Anna Price Pitjara
Known also as: Anna Petyarre
Date of Birth: c. 1965
Region: Boundary Bore, Utopia, Northern Territory
Anna Price Pitjara (Petyarre) is the daughter of the late Glory Ngala and niece to the late Emily Kame Kngwarreye. Her country is Alhalkere and her language is Anmatyerre, although she is also fluent in English. Anna is wife number two to Colin Price Kemarre. They have two daughters and one son. She is also a grandmother, with five grandchildren.
Anna has painted since her early childhood, but began selling her paintings in 1996. She was part of the early Batik group which produced desert designs on silk and cotton with the batik technique. These art works were produced first in 1977, the very year that the Anmatyerre and Alyawarre people began moving back on to their traditional land at Utopia Station where they resettled in a variety of outstations. The success of the batik movement led eventually to the artists, (mostly women) trying their hand at painting with acrylic on linen in the summer of 1988-9. Their efforts were well coordinated by CAAMA in what was termed "A Summer Project".
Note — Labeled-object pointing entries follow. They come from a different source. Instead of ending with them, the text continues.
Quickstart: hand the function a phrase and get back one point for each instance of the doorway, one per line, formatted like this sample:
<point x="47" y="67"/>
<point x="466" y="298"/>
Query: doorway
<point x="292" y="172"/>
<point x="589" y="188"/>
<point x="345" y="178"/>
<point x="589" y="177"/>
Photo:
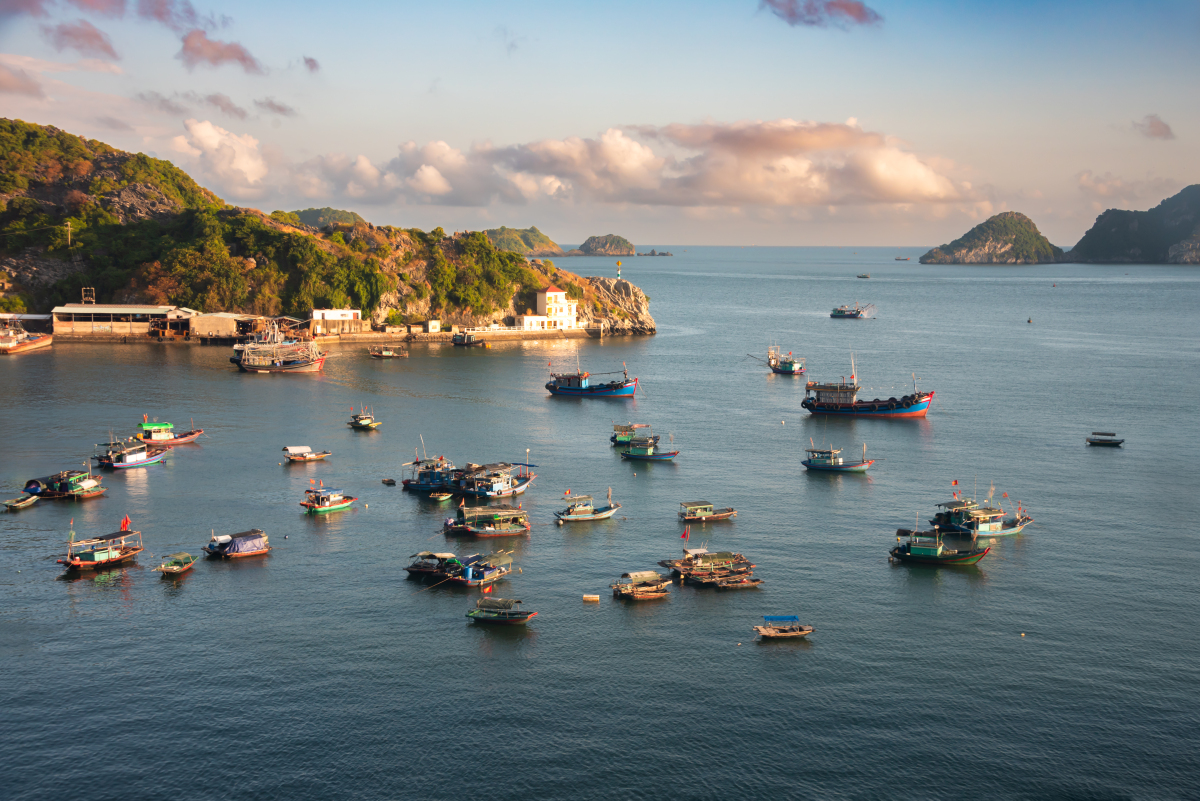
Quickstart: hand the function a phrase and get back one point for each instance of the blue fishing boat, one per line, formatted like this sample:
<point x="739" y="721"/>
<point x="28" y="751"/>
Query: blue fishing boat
<point x="580" y="385"/>
<point x="826" y="458"/>
<point x="645" y="449"/>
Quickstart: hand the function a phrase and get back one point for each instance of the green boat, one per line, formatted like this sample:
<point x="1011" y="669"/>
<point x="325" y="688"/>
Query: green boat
<point x="318" y="501"/>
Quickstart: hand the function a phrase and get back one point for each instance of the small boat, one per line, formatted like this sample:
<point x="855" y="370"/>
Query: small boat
<point x="21" y="503"/>
<point x="499" y="612"/>
<point x="124" y="456"/>
<point x="1104" y="439"/>
<point x="76" y="485"/>
<point x="826" y="458"/>
<point x="304" y="453"/>
<point x="321" y="500"/>
<point x="580" y="385"/>
<point x="622" y="433"/>
<point x="429" y="564"/>
<point x="855" y="312"/>
<point x="784" y="365"/>
<point x="927" y="548"/>
<point x="481" y="568"/>
<point x="15" y="339"/>
<point x="107" y="550"/>
<point x="641" y="585"/>
<point x="175" y="565"/>
<point x="582" y="507"/>
<point x="163" y="434"/>
<point x="238" y="546"/>
<point x="501" y="521"/>
<point x="841" y="398"/>
<point x="703" y="511"/>
<point x="387" y="351"/>
<point x="645" y="449"/>
<point x="738" y="583"/>
<point x="781" y="627"/>
<point x="364" y="421"/>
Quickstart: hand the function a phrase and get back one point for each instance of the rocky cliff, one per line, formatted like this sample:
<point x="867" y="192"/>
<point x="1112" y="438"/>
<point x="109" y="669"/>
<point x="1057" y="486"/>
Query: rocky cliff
<point x="1167" y="234"/>
<point x="1008" y="238"/>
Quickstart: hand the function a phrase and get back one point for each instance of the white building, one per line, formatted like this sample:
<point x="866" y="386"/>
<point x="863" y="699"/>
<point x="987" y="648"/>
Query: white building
<point x="555" y="312"/>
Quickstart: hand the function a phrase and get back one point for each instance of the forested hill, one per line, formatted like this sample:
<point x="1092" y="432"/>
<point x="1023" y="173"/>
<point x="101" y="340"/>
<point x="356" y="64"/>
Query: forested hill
<point x="142" y="230"/>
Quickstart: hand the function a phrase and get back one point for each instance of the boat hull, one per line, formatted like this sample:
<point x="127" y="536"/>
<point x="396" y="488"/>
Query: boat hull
<point x="883" y="409"/>
<point x="624" y="390"/>
<point x="25" y="345"/>
<point x="862" y="467"/>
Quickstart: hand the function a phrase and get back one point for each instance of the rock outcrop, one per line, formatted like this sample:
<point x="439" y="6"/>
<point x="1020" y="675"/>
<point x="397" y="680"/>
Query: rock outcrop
<point x="623" y="307"/>
<point x="1167" y="234"/>
<point x="1008" y="238"/>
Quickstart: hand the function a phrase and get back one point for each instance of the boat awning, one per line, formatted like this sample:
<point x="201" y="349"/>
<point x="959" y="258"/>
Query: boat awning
<point x="496" y="603"/>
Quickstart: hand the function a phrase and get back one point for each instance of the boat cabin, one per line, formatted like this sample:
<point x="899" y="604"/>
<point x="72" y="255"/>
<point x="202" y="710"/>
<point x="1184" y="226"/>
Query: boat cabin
<point x="155" y="432"/>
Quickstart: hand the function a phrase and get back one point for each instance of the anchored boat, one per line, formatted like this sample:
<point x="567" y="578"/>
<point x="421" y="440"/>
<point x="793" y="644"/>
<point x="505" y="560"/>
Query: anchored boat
<point x="580" y="385"/>
<point x="841" y="398"/>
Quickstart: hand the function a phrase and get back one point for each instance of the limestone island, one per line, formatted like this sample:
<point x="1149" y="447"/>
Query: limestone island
<point x="1008" y="238"/>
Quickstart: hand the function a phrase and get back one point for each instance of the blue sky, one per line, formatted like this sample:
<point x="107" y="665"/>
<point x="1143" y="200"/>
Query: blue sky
<point x="670" y="122"/>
Anna paints the ‘Bush Yam’ and ‘Bush Yam Seed Dreamings’. These are the ‘Dreamings’ of her grandfather and father’s country from the Boundary Bore region. Her ‘dreamings’ also include ‘Wildflower’ and ‘Bush Potato’. As a traditional Aboriginal woman who engages in sacred ceremonies, she also paints the women's body paint aspects of women's ceremony.
Anna is a precise artist whose talent brings a level of sensitivity in translating her culture to the canvas. Her paintings of the Bush Yam Seed consist of many intricate connected loops the true size of the Bush Yam Seeds with very small blocks of colour, which flow in such a way that is soothing to the eye.
Anna’s paintings have been exhibited extensively throughout Australia since 1996. Her work has attracted increasing attention internationally, and she has participated in two major exhibitions of work by Utopia women artists in the United States: in Chicago in 2000, and California in 2001.